March 17, 2023 - 2:22 PM

Russian President Vladimir Putin meets with China's Director of the Office of the Central Foreign Affairs Commission Wang Yi at the Kremlin in Moscow on Feb. 22, 2023. (Anton Novoderezhkin/SPUTNIK/AFP via Getty Images/TNS)

THE HAGUE (AP) — The International Criminal Court said Friday it has issued an arrest warrant for Russian President Vladimir Putin for war crimes, accusing him of personal responsibility for the abductions of children from Ukraine.

Although world leaders have been indicted before, it was the first time the ICC has issued a warrant against a leader of one of the five permanent members of the U.N. Security Council.

The court said in a statement that Putin “is allegedly responsible for the war crime of unlawful deportation of (children) and that of unlawful transfer of (children) from occupied areas of Ukraine to the Russian Federation.”

It also issued a warrant Friday for the arrest of Maria Alekseyevna Lvova-Belova, the commissioner for Children’s Rights in the Office of the President of the Russian Federation, on similar allegations.

The move was immediately dismissed by Moscow and welcomed by Ukraine as a major breakthrough. Its practical implications, though, could well be limited, at least in the short term.

The moral condemnation though, will likely stain him for the rest of his life.

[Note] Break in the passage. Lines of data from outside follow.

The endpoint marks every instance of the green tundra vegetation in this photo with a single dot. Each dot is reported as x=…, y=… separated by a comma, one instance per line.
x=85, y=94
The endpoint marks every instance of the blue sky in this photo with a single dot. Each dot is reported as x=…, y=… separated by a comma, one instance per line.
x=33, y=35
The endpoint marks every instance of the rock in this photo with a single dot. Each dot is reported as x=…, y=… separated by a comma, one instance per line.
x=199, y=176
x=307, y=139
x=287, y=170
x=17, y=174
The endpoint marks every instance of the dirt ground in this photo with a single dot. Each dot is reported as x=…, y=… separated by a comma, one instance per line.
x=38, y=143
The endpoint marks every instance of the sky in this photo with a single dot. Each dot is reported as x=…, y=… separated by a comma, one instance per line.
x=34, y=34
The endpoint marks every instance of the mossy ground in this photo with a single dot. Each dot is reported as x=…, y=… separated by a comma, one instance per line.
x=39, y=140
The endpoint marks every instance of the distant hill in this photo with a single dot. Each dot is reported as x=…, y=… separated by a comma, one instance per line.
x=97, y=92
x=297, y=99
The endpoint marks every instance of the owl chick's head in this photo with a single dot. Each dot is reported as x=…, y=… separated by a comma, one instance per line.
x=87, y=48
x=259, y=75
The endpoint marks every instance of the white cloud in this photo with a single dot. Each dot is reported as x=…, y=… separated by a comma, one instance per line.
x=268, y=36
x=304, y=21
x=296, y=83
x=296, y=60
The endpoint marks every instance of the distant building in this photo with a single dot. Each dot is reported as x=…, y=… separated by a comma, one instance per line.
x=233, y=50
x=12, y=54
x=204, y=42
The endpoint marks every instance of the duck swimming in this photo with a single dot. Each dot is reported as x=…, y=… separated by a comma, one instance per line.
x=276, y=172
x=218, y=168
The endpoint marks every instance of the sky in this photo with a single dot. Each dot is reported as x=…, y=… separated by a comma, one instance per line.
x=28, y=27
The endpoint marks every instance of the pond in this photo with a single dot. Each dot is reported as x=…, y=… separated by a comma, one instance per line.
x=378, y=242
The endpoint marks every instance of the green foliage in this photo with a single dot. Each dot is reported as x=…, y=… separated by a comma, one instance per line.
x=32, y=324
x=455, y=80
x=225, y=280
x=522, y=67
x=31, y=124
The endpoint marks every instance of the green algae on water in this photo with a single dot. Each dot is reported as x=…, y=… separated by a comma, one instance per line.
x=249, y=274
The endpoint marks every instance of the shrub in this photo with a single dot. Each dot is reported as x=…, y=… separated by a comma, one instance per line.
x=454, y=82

“Vladimir Putin will forever be marked as a pariah globally. He has lost all his political credibility around the world. Any world leader who stands by him will be shamed as well,” David Crane, a former international prosecutor, told The Associated Press.

The court’s president, Piotr Hofmanski, said in a video statement that while the ICC’s judges have issued the warrants, it will be up to the international community to enforce them. The court has no police force of its own to do so.

“The judges issued arrest warrants. The execution depends on international cooperation,” he said.

The court can impose a maximum sentence of life imprisonment “when justified by the extreme gravity of the crime and the individual circumstances of the convicted person,” according to its founding treaty known as the Rome Statute.

Still, the chances of a trial of any Russians at the ICC remains extremely unlikely, as Moscow does not recognize the court’s jurisdiction — a position it vehemently reaffirmed on Friday.

Kremlin spokesman Dmitry Peskov insisted that Russia doesn’t recognize the ICC and considers its decisions “legally void.” He added that Russia considers the court’s move “outrageous and unacceptable.”

Peskov refused to comment when asked if Putin would avoid making trips to countries where he could be arrested on the ICC’s warrant.

Ukraine’s human rights chief, Dmytro Lubinets, has said that based on data from the country’s National Information Bureau, 16,226 children were deported. Ukraine has managed to bring back 308 children.

Lvova-Belova, who was also implicated in the warrant, reacted with dripping sarcasm. “It is great that the international community has appreciated the work to help the children of our country, that we do not leave them in war zones, that we take them out, we create good conditions for them, that we surround them with loving, caring people.”